We went to the hospital where I was sewn up. An aspirator was sewn into the wound through which slowly ooozed pus, blood, and gunk for the better portion of a month.
But then again my wisdom tooth grew perfectly. So I guess everything worked out perfectly, right? :S
The most recent surgery I've had was getting a sebaceous cyst removed from my neck. It wasn't a huge infected one, just a small (but noticeable) protruding lump on my neck. I was really nervous about it until the actual procedure, which didn't take all that long. The weirdest thing was that I knew that I was bleeding quite a bit because I could feel the warmth from the blood after the first incision was made, but I wasn't sure if I was just imagining that or not.
...Compared to all of these terrifying stories of pain and serious bodily injuries, that little surgery doesn't seem so bad. Though I am constantly afraid I'll have to have some surgery for my scoliosis at some point in the future.
My biggest surgery was a hernia repair. I was essentially couch-ridden for about a week, and was sore for another week and a half. Fortunately it wasn't one of them REALLY bad hernias, but it's an experience I'd rather avoid in the future.
EDIT: I'm only 15, so that might affect my healing time. I also was completely sedated, which I HIGHLY suggest. It's really cool how it screws with your memory (I texted my friends the instant I woke up and had entire conversations I don't remember. I'm guessing that might have made it not as bad since I didn't have to experience the surgery. It is probably way more expensive though.
The lidocaine should be wearing off in a bit, but my Tyelnol 3 with codeine will be ready in 15 minutes at the pharmacy.
That was a lot easier than I expected, however I'm sure once the lidocaine wears out, I might be singing a different tune.
The surgery involved cutting into my right femur, and dicing out a 10cm length of bone. The femur was bound back together using a plate and pins, leaving me bedridden for about three weeks (and in a wheelchair for three months). Since I had been seeing my orthopaedic specialist in the province since I was 12, he performed the surgery at the children's hospital. This worked well, because I was the oldest patient by two years, scoring me a double room all to myself. Since the IV pumps had governors in them wired for younger kids, it took four pumps working in concert to provide enough morphine to block out the pain. This resulted in a lot of great one-liners to nurses, like "On a scale of one to me, how drugged up is ten?" Six months of physio, and I was back to playing DDR again.

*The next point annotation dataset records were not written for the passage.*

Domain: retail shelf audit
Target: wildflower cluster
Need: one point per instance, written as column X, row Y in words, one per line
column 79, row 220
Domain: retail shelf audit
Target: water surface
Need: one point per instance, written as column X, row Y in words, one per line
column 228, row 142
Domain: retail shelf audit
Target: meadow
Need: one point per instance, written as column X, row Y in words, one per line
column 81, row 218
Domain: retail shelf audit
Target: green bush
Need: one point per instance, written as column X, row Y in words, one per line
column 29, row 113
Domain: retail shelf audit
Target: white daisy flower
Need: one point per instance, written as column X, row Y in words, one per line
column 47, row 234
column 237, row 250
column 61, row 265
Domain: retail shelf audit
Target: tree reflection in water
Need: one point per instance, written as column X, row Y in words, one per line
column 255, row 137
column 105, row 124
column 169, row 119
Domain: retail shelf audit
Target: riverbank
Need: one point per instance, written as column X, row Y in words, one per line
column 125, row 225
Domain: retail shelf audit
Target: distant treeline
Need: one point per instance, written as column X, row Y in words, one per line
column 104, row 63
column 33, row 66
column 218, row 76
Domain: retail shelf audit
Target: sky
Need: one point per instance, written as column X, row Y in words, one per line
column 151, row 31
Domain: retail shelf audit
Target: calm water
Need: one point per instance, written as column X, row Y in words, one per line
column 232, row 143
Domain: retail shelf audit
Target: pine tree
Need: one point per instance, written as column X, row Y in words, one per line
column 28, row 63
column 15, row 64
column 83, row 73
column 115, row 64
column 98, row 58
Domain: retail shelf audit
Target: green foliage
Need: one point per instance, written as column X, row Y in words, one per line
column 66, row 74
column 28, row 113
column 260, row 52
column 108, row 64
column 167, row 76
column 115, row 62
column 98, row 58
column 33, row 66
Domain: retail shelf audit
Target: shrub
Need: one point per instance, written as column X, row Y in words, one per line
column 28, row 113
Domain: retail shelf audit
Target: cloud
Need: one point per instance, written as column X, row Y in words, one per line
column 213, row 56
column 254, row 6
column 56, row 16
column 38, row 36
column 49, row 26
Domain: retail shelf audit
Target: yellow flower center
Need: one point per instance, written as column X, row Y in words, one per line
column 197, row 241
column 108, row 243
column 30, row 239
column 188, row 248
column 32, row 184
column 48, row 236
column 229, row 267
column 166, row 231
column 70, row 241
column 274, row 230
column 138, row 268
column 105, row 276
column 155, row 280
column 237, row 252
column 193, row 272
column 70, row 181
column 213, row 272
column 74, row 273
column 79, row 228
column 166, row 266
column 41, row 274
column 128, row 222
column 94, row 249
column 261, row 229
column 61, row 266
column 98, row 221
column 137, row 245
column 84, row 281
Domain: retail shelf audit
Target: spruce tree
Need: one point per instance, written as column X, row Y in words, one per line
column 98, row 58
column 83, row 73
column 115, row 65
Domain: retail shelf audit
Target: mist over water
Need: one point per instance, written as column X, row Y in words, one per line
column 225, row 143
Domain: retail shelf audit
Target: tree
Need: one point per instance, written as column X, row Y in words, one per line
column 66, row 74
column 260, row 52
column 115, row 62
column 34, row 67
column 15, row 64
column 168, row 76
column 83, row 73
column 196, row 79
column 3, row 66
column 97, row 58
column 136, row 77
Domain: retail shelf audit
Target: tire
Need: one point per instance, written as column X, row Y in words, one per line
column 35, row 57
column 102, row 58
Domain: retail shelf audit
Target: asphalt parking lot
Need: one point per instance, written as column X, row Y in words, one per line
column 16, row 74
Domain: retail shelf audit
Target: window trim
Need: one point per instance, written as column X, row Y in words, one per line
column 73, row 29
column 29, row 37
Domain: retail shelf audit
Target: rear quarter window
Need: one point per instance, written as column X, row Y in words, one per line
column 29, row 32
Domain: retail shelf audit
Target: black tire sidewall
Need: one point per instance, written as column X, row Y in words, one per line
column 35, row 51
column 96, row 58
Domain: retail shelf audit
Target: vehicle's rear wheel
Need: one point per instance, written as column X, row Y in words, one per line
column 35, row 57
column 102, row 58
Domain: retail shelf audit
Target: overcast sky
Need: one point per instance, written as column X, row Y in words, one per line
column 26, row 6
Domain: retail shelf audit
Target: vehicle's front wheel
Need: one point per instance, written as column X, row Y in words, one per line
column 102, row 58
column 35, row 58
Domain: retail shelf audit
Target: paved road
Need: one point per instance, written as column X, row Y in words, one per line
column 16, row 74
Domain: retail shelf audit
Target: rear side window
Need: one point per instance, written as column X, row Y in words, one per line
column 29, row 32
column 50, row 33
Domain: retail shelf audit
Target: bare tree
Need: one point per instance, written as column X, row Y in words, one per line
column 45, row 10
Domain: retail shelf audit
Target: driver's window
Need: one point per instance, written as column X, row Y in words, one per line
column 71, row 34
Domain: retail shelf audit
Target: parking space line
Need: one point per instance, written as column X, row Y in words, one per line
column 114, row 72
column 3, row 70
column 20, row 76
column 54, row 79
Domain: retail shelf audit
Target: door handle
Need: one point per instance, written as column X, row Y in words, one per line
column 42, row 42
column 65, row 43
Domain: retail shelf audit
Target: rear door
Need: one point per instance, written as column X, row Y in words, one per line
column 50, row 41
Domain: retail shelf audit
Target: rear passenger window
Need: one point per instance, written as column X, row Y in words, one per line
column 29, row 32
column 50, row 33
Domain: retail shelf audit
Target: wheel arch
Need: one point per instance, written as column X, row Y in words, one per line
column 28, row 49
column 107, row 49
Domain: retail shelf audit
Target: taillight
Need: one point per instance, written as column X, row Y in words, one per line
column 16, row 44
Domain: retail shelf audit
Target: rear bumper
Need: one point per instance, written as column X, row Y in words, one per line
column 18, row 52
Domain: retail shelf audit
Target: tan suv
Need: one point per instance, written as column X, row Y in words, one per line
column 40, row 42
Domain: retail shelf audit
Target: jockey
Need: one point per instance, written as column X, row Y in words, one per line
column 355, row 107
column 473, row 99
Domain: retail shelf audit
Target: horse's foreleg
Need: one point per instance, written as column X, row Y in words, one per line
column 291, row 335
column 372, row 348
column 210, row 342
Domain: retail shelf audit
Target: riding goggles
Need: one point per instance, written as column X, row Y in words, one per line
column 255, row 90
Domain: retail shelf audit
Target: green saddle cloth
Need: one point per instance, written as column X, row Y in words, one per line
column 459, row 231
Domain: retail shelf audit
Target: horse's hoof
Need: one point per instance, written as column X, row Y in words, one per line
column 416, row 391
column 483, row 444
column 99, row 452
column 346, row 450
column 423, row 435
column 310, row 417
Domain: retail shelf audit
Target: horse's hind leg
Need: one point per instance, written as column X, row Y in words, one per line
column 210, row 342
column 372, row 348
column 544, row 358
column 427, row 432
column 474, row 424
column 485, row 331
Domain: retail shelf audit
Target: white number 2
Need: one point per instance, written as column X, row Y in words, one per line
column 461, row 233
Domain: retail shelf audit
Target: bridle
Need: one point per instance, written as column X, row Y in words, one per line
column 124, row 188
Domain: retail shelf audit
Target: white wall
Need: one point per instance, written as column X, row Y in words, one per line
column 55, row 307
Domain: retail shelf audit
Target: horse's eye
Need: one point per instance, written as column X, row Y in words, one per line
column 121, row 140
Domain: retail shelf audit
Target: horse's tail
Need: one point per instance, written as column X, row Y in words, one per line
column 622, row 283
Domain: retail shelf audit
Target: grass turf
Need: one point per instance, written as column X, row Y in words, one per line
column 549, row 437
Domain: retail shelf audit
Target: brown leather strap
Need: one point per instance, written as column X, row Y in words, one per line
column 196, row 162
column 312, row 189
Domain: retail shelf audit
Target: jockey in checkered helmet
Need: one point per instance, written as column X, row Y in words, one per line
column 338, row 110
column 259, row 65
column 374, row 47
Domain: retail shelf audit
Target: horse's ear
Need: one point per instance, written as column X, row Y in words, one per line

A year later, I wanted to rejoin the rugby team. The plate in my leg created a major risk of shearing my femur should I be tackled hard enough, so out it came. I wound up with a post-op infection, which resulted in a night in the ER, and two days in the ICU with hourly bloodwork to make sure that the staph infection was subsiding (and not eating my brain). In the panic to get at my leg, I wound up having a sizable portion of muscle removed from around my right femur, which makes for a hell of a scar.
The best part of all of this came a month later, when I was finishing the last of my physio from the plate removal. My friends and I were at the local theatre, spending our minimum wage earnings in the arcade. I was still on crutches, although they really weren't necessary. Two punk kids were strutting their stuff on the DDR machine, showboating with their rad skills on light and talking smack to a bunch of kids who'd just played beginner. Not one to let them get away with this, my friend and I took the pad. Casting aside the crutch, we hammered out Can't Stop Falling in Love Speed Mix. The looks on the faces in the room were priceless as I picked my crutches back up, gave the rest of our round to the beginner kids, and hobbled away.